Ingredients You’ll Need
The beauty of the Avocado and Poached Egg with Smoked Salmon Plate Recipe lies in its simplicity. Each ingredient is carefully chosen to contribute to the balance of creaminess, tanginess, and a touch of smoky richness. The colors alone make this dish a feast for the eyes before it even hits your taste buds!
- 1 ripe avocado: For creamy texture and buttery flavor that pairs perfectly with smoky salmon.
- 2 large eggs: The stars of the show, poached just right to keep the yolks luscious and runny.
- 4 oz smoked salmon: Provides a delicate, savory richness that elevates the dish.
- 1 tbsp white vinegar: Essential for poaching eggs – it helps the whites set beautifully.
- 1 tsp lemon juice: Adds a refreshing citrus brightness that wakes up the avocado slices.
- Salt and pepper, to taste: Simple seasonings to enhance all the flavors naturally.
- Fresh dill or chives, for garnish: Offers a lovely herbal note and a pop of green color.
- 1 slice whole-grain or sourdough toast (optional): Great for added texture and a crunchy base to scoop up the delicious bites.
How to Make Avocado and Poached Egg with Smoked Salmon Plate Recipe
Step 1: Poach the Eggs
Begin by filling a saucepan with water and bringing it to a gentle simmer.
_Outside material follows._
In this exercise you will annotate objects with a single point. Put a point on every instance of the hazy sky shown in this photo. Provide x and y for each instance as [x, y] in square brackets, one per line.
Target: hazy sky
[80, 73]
Add the white vinegar, which helps the egg whites solidify quickly so they wrap around the yolk nicely. Crack each egg carefully into a small bowl first, then slide them gently into the simmering water one by one. Poach the eggs for 3 to 4 minutes until the whites are fully set but the yolks maintain their glorious runny center. Use a slotted spoon to lift each egg out, letting any excess water drain off.
Step 2: Arrange the Avocado and Smoked Salmon
While the eggs are poaching, slice your ripe avocado and lay the slices neatly on your serving plate. Arrange the smoked salmon alongside the avocado, creating an inviting display that showcases the contrasting colors and textures beautifully.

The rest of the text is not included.